Tuesday, November 1, 2022

A great leap forward?** Attorneys acting as director

A recent post considered the broad limitations to an attorney's powers.

While a validly appointed financial attorney has extremely wide powers in relation to what they may do on behalf of the donor, one of the key specific restrictions relates to a donor's directorships.

A directorship is a personal role and cannot be delegated.

Arguably the leading case on this point is Mancini v Mancini [1999] NSWSC 799.

The key statement in that decision was as follows -
'The office of a director is a personal responsibility, and can only be discharged by the person who holds the office.

If there is any exception, it must be found in the constitution of the company and in some authorisation there found to act by an alternate or other substitute or delegate.
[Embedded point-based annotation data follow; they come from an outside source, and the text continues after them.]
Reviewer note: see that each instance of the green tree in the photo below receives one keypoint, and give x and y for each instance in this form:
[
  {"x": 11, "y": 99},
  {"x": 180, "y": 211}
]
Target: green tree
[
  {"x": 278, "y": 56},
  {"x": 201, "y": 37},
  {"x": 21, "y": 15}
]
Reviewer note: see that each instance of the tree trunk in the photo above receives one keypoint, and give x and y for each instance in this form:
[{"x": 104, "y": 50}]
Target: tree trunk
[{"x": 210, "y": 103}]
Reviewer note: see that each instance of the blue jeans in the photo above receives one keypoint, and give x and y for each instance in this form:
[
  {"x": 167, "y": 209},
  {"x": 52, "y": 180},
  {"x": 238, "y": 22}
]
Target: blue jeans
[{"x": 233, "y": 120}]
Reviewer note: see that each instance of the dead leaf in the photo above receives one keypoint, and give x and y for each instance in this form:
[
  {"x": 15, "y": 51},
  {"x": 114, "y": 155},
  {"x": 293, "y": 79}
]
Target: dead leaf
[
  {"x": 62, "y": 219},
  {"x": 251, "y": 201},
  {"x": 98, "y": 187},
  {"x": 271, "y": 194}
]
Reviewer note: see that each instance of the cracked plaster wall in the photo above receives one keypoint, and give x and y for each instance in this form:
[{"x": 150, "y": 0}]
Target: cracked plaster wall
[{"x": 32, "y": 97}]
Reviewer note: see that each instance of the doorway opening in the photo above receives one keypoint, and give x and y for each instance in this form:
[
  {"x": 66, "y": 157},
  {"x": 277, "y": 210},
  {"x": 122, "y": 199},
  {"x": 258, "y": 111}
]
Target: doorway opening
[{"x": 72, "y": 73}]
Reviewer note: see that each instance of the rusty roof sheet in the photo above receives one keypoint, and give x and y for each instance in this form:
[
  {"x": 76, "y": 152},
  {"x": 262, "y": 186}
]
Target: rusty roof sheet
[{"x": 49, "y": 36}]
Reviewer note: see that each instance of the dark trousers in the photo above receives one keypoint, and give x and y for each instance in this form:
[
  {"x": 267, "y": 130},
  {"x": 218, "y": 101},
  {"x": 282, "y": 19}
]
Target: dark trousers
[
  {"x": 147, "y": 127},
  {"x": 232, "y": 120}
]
The office of a director is not a property right capable of being exercised by an attorney or other substitute or delegate of the person holding the office; many rights as shareholder can be distinguished in this respect because they are rights of property.'
It is important to understand from an estate planning perspective that there are three main potential work arounds in this area, namely -
  1. a company may grant an individual a power of attorney to act on behalf of the company;
  2. the company may appoint an alternative director; or
  3. if the director is personally a shareholder and has granted a personal enduring power of attorney, then the attorney may be able to exercise their powers via control of the shareholding to appoint a new director (including themselves).
As usual, please contact me if you would like access to any of the content mentioned in this post.

** For the trainspotters, the title of today's post is riffed from the Billy Bragg song 'Waiting for the great leap forward'.